Suppose that the statement is true, and fix a particular $x$. Then there’s some $y$, perhaps only one, such that $xPy\to yPx$. Under what circumstances is this true? The only time it’s false is when $xPy$ is true and $yPx$ is false; it’s true whenever $xPy$ is false, or $yPx$ is true, or both. Thus, if you can find a $y$ such that $x(\lnot P)y$, that $y$ works: $xPy\to yPx$ is vacuously true, because $xPy$ is false.
What if $xPy$ for every $y$, so that you can’t find such a $y$? If you can find a $y$ such that $yPx$, you can use it, because then $xPy\to yPx$ is true.
The only time you’re out of luck is when $xPy$ for every $y$, and there is no $y$ such that $yPx$: then no matter what $y$ you pick, $xPy$ is true and $yPx$ is false, so $xPy\to yPx$ is false.
$\forall x \exists y (p(x,y) \rightarrow p(y,x))$ therefore says that for each $x$ there is a $y$ such that either $x(\lnot P)y$, or $yPx$ (or both). Alternatively, it says that there is no $x$ such that for every $y$, $xPy$ and $y(\lnot P)x$: there is no $x$ that is related to everything but not from anything.
In fact, though, this is trivially true.

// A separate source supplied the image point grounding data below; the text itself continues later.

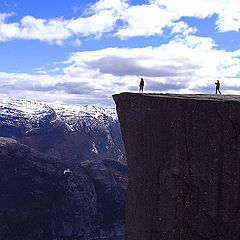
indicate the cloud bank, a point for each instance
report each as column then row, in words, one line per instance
column 93, row 76
column 119, row 18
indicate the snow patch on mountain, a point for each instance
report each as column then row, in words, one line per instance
column 35, row 113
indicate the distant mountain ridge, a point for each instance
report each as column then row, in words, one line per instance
column 72, row 132
column 81, row 156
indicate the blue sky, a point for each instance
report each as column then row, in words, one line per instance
column 80, row 51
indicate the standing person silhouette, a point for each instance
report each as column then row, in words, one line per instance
column 217, row 86
column 141, row 85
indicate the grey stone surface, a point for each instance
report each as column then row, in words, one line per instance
column 183, row 155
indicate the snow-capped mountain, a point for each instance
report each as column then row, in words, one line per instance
column 72, row 132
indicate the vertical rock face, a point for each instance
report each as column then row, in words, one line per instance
column 183, row 154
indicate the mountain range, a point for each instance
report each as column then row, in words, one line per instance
column 63, row 171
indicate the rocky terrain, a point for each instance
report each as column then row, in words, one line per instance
column 184, row 164
column 62, row 172
column 70, row 132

Pick any $x$; if $xPx$, then $xPx\to xPx$, and we can simply let $y=x$. If $x(\lnot P)x$, then again $xPx\to xPx$, this time vacuously (because the antecedent is false), and we can let $y=x$. Thus, $\forall x \exists y (p(x,y) \rightarrow p(y,x))$ is true of any relation, because for each $x$ we can take $y=x$ and have $p(x,y) \rightarrow p(y,x)$.

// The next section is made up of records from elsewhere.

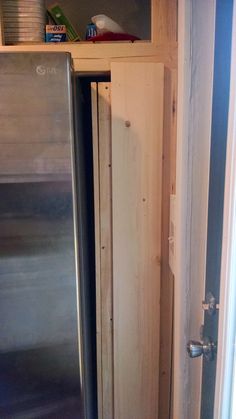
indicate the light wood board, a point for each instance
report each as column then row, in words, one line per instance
column 137, row 135
column 103, row 222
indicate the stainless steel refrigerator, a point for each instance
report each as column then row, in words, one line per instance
column 47, row 367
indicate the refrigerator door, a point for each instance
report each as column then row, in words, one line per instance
column 42, row 372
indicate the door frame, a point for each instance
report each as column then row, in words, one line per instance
column 195, row 61
column 226, row 356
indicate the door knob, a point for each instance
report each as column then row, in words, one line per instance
column 207, row 348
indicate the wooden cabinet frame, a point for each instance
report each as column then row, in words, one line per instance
column 97, row 56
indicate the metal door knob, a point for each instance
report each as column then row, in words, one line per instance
column 207, row 348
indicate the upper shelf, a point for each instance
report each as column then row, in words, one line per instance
column 97, row 56
column 88, row 56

The statement $\forall y (\exists x P(x,y) \rightarrow \exists x P(y,x))$ is quite different. In terms of relations it says that each $y$ that is related from something is also related to something, but not necessarily the same thing. Consider, for instance, the relation $P$ on $\{0,1,2,3,4\}$ defined by $0P1P2P3P4P0$; that is, under $P$ the elements $0,1,2,3$, and $4$ form a circular chain. This relation satisfies the statement in question: for each $k\in\{0,1,2,3,4\}$, if there is some $m$ such that $mPk$, then there is some $n$ such that $kPn$. I could throw $5$ into the set without changing $P$, and $P$ would still have the property: there is no $m$ such that $mP5$, so the statement $\forall y (\exists x P(x,y) \rightarrow \exists x P(y,x))$ says nothing about $5$. But if I also add $3P5$, say, in order to keep the property I have to add $5Pk$ for at least one $k$.